Mit ihrem Verordnungsentwurf für ein Datengesetz (E‑DG) hat die EU-Kommission den letzten Baustein ihrer europäischen Datenstrategie vorgelegt. Das E‑DG soll regeln, wer im EWR erzeugte Daten (einschliesslich Sachdaten) nutzen darf und Zugriff darauf hat. Die EU-Kommission erhofft sich davon einen wettbewerbsfähigeren, faireren und innovativeren Datenmarkt.

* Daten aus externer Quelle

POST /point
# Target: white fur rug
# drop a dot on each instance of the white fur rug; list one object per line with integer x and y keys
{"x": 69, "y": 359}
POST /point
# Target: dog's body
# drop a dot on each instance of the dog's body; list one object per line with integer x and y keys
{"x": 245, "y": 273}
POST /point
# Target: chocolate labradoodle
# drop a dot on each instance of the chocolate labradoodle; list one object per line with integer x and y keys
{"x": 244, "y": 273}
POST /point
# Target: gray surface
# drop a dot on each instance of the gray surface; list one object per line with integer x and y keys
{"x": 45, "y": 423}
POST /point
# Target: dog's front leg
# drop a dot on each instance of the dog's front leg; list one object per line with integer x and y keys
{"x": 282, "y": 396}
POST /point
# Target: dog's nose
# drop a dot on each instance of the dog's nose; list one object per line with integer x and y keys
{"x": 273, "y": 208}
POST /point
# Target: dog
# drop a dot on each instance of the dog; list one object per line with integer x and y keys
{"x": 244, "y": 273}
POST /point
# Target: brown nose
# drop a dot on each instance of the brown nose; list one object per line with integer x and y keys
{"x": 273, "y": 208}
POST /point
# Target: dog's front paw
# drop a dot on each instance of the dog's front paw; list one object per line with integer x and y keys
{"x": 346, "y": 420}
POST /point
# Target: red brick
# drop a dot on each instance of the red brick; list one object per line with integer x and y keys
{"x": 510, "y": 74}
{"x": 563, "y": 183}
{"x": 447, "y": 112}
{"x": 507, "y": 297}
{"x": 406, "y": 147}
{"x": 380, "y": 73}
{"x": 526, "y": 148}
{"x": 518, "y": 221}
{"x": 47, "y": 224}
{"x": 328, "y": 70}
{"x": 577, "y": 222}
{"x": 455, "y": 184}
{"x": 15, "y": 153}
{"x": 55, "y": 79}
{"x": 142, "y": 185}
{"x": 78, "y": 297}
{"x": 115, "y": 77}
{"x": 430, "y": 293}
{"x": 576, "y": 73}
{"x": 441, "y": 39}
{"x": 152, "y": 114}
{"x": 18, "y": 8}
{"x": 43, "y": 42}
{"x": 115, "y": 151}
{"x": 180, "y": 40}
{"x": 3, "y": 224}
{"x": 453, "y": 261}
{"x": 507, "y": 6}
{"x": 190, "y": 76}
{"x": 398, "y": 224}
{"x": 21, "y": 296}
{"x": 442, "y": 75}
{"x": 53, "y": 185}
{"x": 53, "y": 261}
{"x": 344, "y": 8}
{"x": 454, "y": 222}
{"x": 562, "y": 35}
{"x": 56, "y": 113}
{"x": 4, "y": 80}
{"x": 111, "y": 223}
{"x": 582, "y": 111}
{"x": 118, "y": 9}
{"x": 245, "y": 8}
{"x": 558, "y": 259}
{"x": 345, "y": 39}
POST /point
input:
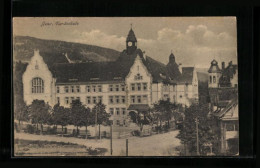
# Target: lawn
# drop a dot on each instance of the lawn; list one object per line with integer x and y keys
{"x": 52, "y": 148}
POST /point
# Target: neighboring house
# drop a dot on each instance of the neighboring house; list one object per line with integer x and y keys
{"x": 131, "y": 83}
{"x": 223, "y": 92}
{"x": 222, "y": 83}
{"x": 229, "y": 128}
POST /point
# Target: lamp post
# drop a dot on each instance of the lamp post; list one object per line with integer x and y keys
{"x": 96, "y": 125}
{"x": 197, "y": 134}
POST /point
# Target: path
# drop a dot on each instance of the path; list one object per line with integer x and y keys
{"x": 155, "y": 145}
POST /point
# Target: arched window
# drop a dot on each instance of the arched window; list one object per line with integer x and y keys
{"x": 214, "y": 79}
{"x": 37, "y": 85}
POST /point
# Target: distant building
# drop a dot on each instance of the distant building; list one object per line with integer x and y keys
{"x": 131, "y": 83}
{"x": 223, "y": 92}
{"x": 222, "y": 83}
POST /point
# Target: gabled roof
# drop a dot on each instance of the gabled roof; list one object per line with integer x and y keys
{"x": 187, "y": 75}
{"x": 214, "y": 67}
{"x": 131, "y": 36}
{"x": 230, "y": 112}
{"x": 157, "y": 69}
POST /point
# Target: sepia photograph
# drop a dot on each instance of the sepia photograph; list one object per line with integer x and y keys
{"x": 125, "y": 86}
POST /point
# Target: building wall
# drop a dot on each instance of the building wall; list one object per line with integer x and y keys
{"x": 139, "y": 77}
{"x": 234, "y": 80}
{"x": 105, "y": 93}
{"x": 38, "y": 69}
{"x": 213, "y": 84}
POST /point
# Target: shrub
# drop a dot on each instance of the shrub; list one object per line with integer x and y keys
{"x": 51, "y": 130}
{"x": 136, "y": 133}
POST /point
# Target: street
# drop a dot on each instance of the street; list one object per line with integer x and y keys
{"x": 155, "y": 145}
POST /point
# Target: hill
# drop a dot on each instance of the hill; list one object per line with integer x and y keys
{"x": 54, "y": 51}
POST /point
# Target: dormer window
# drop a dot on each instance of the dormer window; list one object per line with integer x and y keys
{"x": 36, "y": 65}
{"x": 138, "y": 77}
{"x": 214, "y": 79}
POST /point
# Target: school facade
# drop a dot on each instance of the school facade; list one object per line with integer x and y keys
{"x": 131, "y": 83}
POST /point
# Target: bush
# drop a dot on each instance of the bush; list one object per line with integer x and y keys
{"x": 51, "y": 130}
{"x": 136, "y": 133}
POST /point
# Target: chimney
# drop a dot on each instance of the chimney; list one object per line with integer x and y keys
{"x": 144, "y": 56}
{"x": 180, "y": 68}
{"x": 223, "y": 65}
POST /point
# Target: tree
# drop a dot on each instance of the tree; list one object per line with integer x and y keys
{"x": 188, "y": 131}
{"x": 39, "y": 113}
{"x": 78, "y": 114}
{"x": 99, "y": 111}
{"x": 141, "y": 118}
{"x": 60, "y": 115}
{"x": 20, "y": 108}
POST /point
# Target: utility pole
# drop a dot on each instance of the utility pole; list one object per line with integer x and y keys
{"x": 126, "y": 143}
{"x": 111, "y": 149}
{"x": 197, "y": 129}
{"x": 96, "y": 125}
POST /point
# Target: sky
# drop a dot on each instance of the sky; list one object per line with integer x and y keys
{"x": 193, "y": 40}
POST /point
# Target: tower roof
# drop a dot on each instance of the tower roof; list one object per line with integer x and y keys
{"x": 131, "y": 36}
{"x": 214, "y": 67}
{"x": 171, "y": 56}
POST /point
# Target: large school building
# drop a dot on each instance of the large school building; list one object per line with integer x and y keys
{"x": 133, "y": 82}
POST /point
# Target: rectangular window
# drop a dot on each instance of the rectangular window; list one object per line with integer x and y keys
{"x": 144, "y": 86}
{"x": 94, "y": 88}
{"x": 117, "y": 111}
{"x": 133, "y": 99}
{"x": 72, "y": 89}
{"x": 88, "y": 88}
{"x": 66, "y": 100}
{"x": 111, "y": 110}
{"x": 94, "y": 100}
{"x": 78, "y": 89}
{"x": 186, "y": 87}
{"x": 123, "y": 111}
{"x": 111, "y": 99}
{"x": 100, "y": 99}
{"x": 117, "y": 99}
{"x": 117, "y": 88}
{"x": 111, "y": 88}
{"x": 133, "y": 86}
{"x": 145, "y": 100}
{"x": 139, "y": 99}
{"x": 122, "y": 87}
{"x": 88, "y": 100}
{"x": 99, "y": 88}
{"x": 66, "y": 89}
{"x": 123, "y": 99}
{"x": 138, "y": 86}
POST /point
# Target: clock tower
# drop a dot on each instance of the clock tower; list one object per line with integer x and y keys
{"x": 131, "y": 42}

Extraterritorialer Anwendungsbereich des E‑DG
Wie die Datenschutzgrundverordnung (DSGVO) hat das E‑DG extraterritoriale Wirkung. Anders als die DSGVO findet das E‑DG jedoch auch auf Sachdaten Anwendung. Die in ihm enthaltenen Pflichten sind insbesondere relevant für schweizerische Hersteller, die vernetzte Produkte («Internet of Things») auf dem EWR-Markt anbieten. Als Beispiele nennt das E‑DSG vernetzte Fahrzeuge, Konsumgüter oder Industriemaschinen. Produkte, die primär die Darstellung oder Übertragung von Inhalten bezwecken (z.B. Tablets oder Kameras), sind hingegen nicht vom Anwendungsbereich erfasst. Ebenfalls relevant ist das E‑DG für schweizerische Anbieter mit Kunden im EWR von (i) Cloud-Services oder (ii) digitalen Services (einschliesslich Software), die für die Nutzung vernetzter Produkte erforderlich sind.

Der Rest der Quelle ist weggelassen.